Был день рождения, юбилей великой балерины, расцвет которой пришелся на тридцатые – пятидесятые годы столетия. Гостей было немного, только самые близкие. Она давно уже не терпела дома шумных сборищ. Артистические «вакханалии», гениально воспетые Пастернаком как раз в пору ее фантастического взлета, были уже не по возрасту да и не по натуре.

«Средь гостей танцовщица…» И не одна. Две давние ее знакомые, одной за семьдесят, другой за шестьдесят. Обе – из миманса. И та, что помоложе, все заводила разговор о своем «некогда роскошном» бюсте, который, мол, и кормил ее, когда перевели в миманс. «За него и держали».

Другая в тосте говорила о счастье жить, помня, что хоть в мимансе, но выступала вместе с несравненной.

И была еще одна гостья, ровесница хозяйки, в прошлом солистка, с именем, теперь, впрочем, позабытым. Она тоже произносила тост, который неожиданно закончила тем, что никому свою – сорок с лишним лет – дружбу с виновницей торжества не отдаст. В кого-то из присутствующих, видно, метили эти слова, и этот, вернее, та «кто-то» не замедлила откликнуться. И тоже в тосте. С обидным снисхождением победительницы.

Всем стало неловко. Зачинщица смуты сидела с застывшим, словно обмелевшим лицом.

Все это, однако, лишь присказка. Но без нее – сказки не понять. А сказка в том, как слушала своих гостей балерина и что она потом сказала.

Слушала она с почти роняющим ее вниманием к произносимому. Никого не остановила. Но когда тосты кончились, с первой заговорила с той, ну, проигравшей, что ли.
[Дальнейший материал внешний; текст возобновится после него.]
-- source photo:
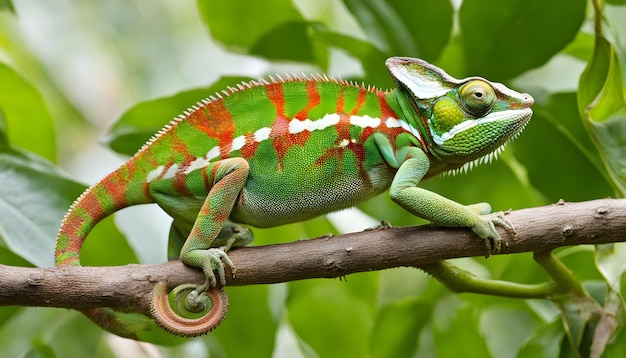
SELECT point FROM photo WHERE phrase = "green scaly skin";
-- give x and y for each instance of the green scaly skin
(274, 152)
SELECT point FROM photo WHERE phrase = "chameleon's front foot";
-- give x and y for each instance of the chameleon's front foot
(485, 227)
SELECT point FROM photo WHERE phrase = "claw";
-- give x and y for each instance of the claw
(486, 230)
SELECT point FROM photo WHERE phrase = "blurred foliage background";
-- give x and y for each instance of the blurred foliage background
(78, 76)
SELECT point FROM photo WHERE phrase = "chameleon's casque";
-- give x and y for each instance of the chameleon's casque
(273, 152)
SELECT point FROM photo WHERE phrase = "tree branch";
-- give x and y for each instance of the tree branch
(129, 287)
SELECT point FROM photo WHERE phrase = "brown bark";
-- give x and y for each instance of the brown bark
(129, 287)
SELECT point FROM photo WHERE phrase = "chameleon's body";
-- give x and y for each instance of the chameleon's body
(271, 153)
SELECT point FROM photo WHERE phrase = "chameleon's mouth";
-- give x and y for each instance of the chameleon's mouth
(493, 154)
(515, 115)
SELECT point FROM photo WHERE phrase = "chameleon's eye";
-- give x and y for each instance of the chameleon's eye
(477, 97)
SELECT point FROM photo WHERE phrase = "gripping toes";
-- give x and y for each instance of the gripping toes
(485, 228)
(216, 260)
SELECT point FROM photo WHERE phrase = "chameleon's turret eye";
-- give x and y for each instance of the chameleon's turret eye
(477, 97)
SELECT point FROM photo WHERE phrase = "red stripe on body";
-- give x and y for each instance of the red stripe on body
(216, 121)
(314, 100)
(248, 149)
(282, 139)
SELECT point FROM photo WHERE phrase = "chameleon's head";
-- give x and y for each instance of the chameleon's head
(461, 120)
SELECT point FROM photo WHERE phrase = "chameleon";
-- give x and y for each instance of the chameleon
(283, 150)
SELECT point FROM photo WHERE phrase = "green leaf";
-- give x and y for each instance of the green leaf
(399, 325)
(372, 59)
(556, 145)
(272, 44)
(342, 309)
(139, 123)
(4, 140)
(247, 304)
(7, 5)
(452, 338)
(34, 197)
(391, 25)
(545, 342)
(29, 124)
(602, 105)
(502, 39)
(239, 25)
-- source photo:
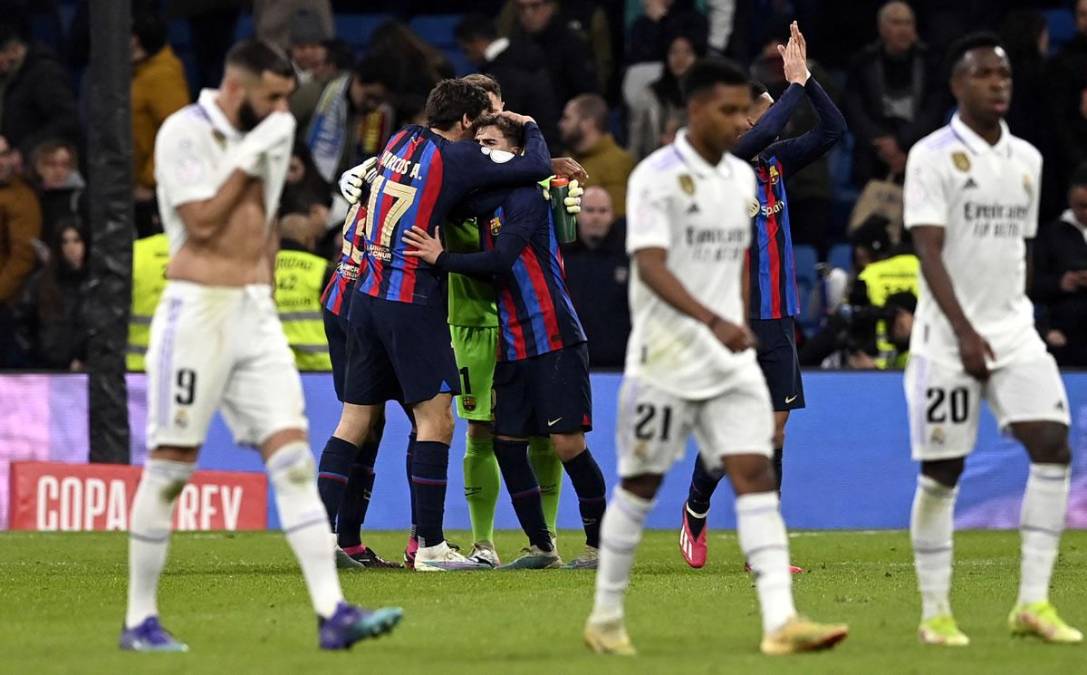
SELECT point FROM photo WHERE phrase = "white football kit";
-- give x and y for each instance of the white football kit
(211, 346)
(986, 199)
(678, 377)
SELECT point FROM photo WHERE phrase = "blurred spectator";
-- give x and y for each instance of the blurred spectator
(308, 36)
(598, 271)
(159, 89)
(584, 128)
(300, 277)
(1067, 94)
(275, 21)
(588, 19)
(213, 21)
(61, 188)
(520, 69)
(894, 96)
(1060, 283)
(1025, 35)
(50, 311)
(36, 97)
(410, 65)
(659, 110)
(20, 226)
(351, 121)
(569, 57)
(651, 33)
(150, 259)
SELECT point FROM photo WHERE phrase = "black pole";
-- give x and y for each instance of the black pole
(109, 287)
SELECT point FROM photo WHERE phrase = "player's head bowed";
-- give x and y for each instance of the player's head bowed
(453, 105)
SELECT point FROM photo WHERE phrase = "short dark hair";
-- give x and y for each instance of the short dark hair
(259, 57)
(452, 99)
(371, 70)
(969, 42)
(592, 107)
(708, 73)
(12, 30)
(1079, 176)
(513, 132)
(150, 30)
(486, 83)
(475, 26)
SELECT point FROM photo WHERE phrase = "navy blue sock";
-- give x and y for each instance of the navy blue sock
(333, 471)
(360, 485)
(429, 470)
(411, 486)
(702, 485)
(778, 453)
(524, 490)
(591, 494)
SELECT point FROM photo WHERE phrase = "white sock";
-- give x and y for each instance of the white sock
(620, 534)
(149, 534)
(305, 524)
(765, 547)
(932, 523)
(1045, 505)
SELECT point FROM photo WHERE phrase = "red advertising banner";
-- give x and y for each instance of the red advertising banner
(53, 496)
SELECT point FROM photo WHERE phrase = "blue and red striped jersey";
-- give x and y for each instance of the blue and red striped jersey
(521, 250)
(770, 259)
(337, 295)
(421, 177)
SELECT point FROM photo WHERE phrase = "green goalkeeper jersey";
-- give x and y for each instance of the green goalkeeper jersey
(471, 301)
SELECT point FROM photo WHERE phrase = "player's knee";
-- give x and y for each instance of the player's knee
(480, 430)
(1048, 444)
(644, 486)
(945, 472)
(567, 446)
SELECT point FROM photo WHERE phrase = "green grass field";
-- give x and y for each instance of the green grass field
(240, 604)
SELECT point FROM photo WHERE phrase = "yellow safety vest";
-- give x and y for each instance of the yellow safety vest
(150, 258)
(883, 279)
(299, 279)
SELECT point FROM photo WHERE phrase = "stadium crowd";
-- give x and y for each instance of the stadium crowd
(603, 80)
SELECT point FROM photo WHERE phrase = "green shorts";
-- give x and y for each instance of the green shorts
(476, 350)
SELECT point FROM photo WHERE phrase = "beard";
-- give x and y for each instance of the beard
(248, 117)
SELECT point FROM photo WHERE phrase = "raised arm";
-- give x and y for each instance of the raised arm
(795, 153)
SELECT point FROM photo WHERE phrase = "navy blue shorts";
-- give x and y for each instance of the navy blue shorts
(777, 358)
(404, 352)
(544, 395)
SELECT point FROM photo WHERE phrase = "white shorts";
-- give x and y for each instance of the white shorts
(220, 348)
(653, 425)
(945, 402)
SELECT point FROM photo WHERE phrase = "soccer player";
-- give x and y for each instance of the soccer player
(216, 340)
(541, 380)
(772, 277)
(398, 315)
(971, 200)
(473, 324)
(346, 469)
(690, 365)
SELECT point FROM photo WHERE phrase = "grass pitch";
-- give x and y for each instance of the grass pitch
(239, 602)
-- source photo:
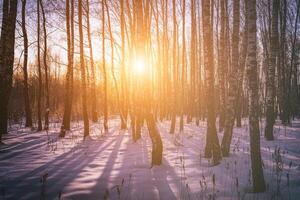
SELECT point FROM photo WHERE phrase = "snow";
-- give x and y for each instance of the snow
(39, 165)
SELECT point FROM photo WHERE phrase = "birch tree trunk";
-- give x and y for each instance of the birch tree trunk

И когда все стали подниматься, чтобы размяться перед чаем, который вызвались приготовить Володя с Катей, осталась сидеть и говорить с нею, вспоминая, как «мы вот с Надей на гастролях вместе выступали». И неторопливый, по-молодому отчетливый, ясный говорок ее был слышен каждому.

Дело было в 1945 году. Чуть ли не в первый ее выезд за рубеж, в Вену, которая тогда была оккупационной зоной. Концерты давали в помещении какого-то драматического театра.

– И была там женщина, которая поразила тем, как ухаживала за балеринами. Пачка у меня сзади крючки, смотрю, она на молнии переделала. У нас тогда этого не было… Придешь – она тапочки снимает. Она мне – тапочки снимает… Мы к этому не привыкли. И вот вернешься со сцены, короткий перерыв, пока вот Надя танцует. Она сразу – молнию вжик, каким-то составом тебя оботрет, тут же пуанты расшнурует… За две-три минуты – полный отдых. И снова на сцену. А к ней в руки – Надя. Весь концерт мы вдвоем. У Нади четыре номера, у меня шесть… Характерные танцы и классика. И так каждый вечер, несколько дней подряд…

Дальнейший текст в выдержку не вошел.